Chocolate and peppermint are my all-time favorite combination, especially during the holidays. This chocolate shortbread crust is the perfect balance for the sweet peppermint pudding and whipped cream. Fair warning: You might need to leave the kitchen while the crust is baking because it smells so delicious you’ll want to risk burning your tongue!

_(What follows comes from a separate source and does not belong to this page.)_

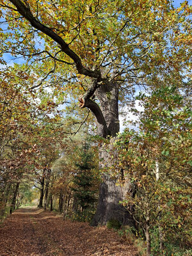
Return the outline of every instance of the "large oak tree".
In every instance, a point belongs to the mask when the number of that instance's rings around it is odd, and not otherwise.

Chocolate Shortbread White Peppermint Pie
For the crust ½ cup butter, cold and cubed 1 cup flour ¼ cup sugar ¼ cup cocoa powder 1 tsp vanilla
For the filling 1 package vanilla pudding 2 cups heavy cream 1 tsp peppermint extract
For the topping 1 ½ cups whipping cream ⅓ cup sugar 1 tsp peppermint extract White chocolate peppermint candies and sprinkles for decoration
Preheat oven to 325° F. Use a food processor to combine butter, flour, sugar, cocoa powder, and vanilla. The dough will be crumbly-almost like sand. Press firmly into a 10-inch tart pan. Bake at 325° F for 20 minutes and allow to cool completely. Meanwhile whisk the vanilla pudding, heavy cream, and peppermint extract until it’s smooth and creamy. Set aside. Whip cream, sugar, and peppermint extract until it forms stiff peaks. Carefully remove shortbread crust from tart pan. Layer with peppermint pudding, whipping cream, and decorate with peppermint candies and sprinkles. Serve chilled.